Ustadz Nunung tersenyum.
"Owh..., saya kira ada masalah apa, Ustadz," kata Ustadz Nunung. Ustadz Pahlevi kembali menundukkan kepalanya. Wajahnya memerah.
"Memangnya Ustadz butuh berapa," sabung Ustadz Nunung.
"Kalau boleh, saya pinjam satu juta, Ustadz. Memang lebih banyak dari honor saya yang satu bulan. Saya lagi butuh, Ustadz. Kalau boleh nanti honor saya yang dua bulan dipotong saja" jawab Ustadz Pahlevi.
"Ya, gak apa-apa. Ustadz. Sebentar ya Ustadz, saya mau ambil buku dulu," kata Ustadz Nunung sembari bangkit ke dalam kamar sebelah. Setelah untuk beberapa saat ia sibuk memilah buku-buku di dalam rak buku, ia kembali ke tempat duduknya. Ustadz Pahlevi menundukkan kepalanya saat Ustadz Nunung mulai menghitung beberapa lembar uang di tangannya. Setelah selesai, ia kemudian meletakkan lembaran uang itu di atas meja tepat di depan Ustadz Pahlevi.
***
"Kok kamu cemberut seperti itu. Memangnya Ustadz Pahlevi gak melirik kamu?" kata Baiq Reni menggoda Emi ketika melihat wajah Emi yang nampak cemberut. Emi tak menggubris kata-kata Baiq Reni. Dia langsung saja bergegas menuju kamarnya.
"Ada apa sih. Kok endingnya jadi gak bahagia seperti ini." kata Baiq Reni sesampainya di kamar.
"Agh!" teriak Emi kesal. Jilbabnya ditariknya keras dan dihempaskannya jauh ke belakang. Ia kemudian membaringkan keras tubuhnya di lantai kamar. Melihat itu. Baiq Reni ikut-ikutan berbaring menempelkan tubuhnya di tubuh Emi. Hal itu membuat Emi semakin kesal. Baiq Reni tertawa terbahak-bahak.
"Adoh, aku kira malam ini akan menjadi malam penuh mimpi indah. Tapi ternyata dan ternyata tak sesuai harapan," kata Baiq Reni. Wajah Emi yang terlihat masih cemberut membuatnya tak tahan untuk terus menggodanya.
"Sudah, Ih, gak perasaan banget jadi orang.Ini lagi.
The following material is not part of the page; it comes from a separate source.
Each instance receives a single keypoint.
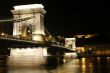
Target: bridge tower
(31, 23)
(28, 23)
Gak guna baget," kata Emi sambil memiringkan tubuhnya membelakangi Baiq Reni. Dia menggosok-gosok dengan kuat make up di wajahnya.
"Ya, Allah. Apa yang terjadi dengan hamba_Mu ini. Dia jatuh cinta dengan Ustadznya. Dia jatuh cinta dengan seorang pria yang sudah beristri ya, Allah. Pesona pria dewasa," kata Baiq Reni sambil mentelentangkan tubuhnya. Mendengar suara Baiq Reni yang terdengar keras, Emi langsung menendang kaki Baiq Reni. Baiq Reni semakin tak bisa menahan tawanya.
"Bukannya bantuin, malah semakin meledek. Jangan sampai orang-orang dengar," kata Emi. Merasa kesal, Emi bangkit dan melangkah hendak keluar. Melihat itu, Baiq Reni langsung melonjak bangun. Dia segera menghibur Emi.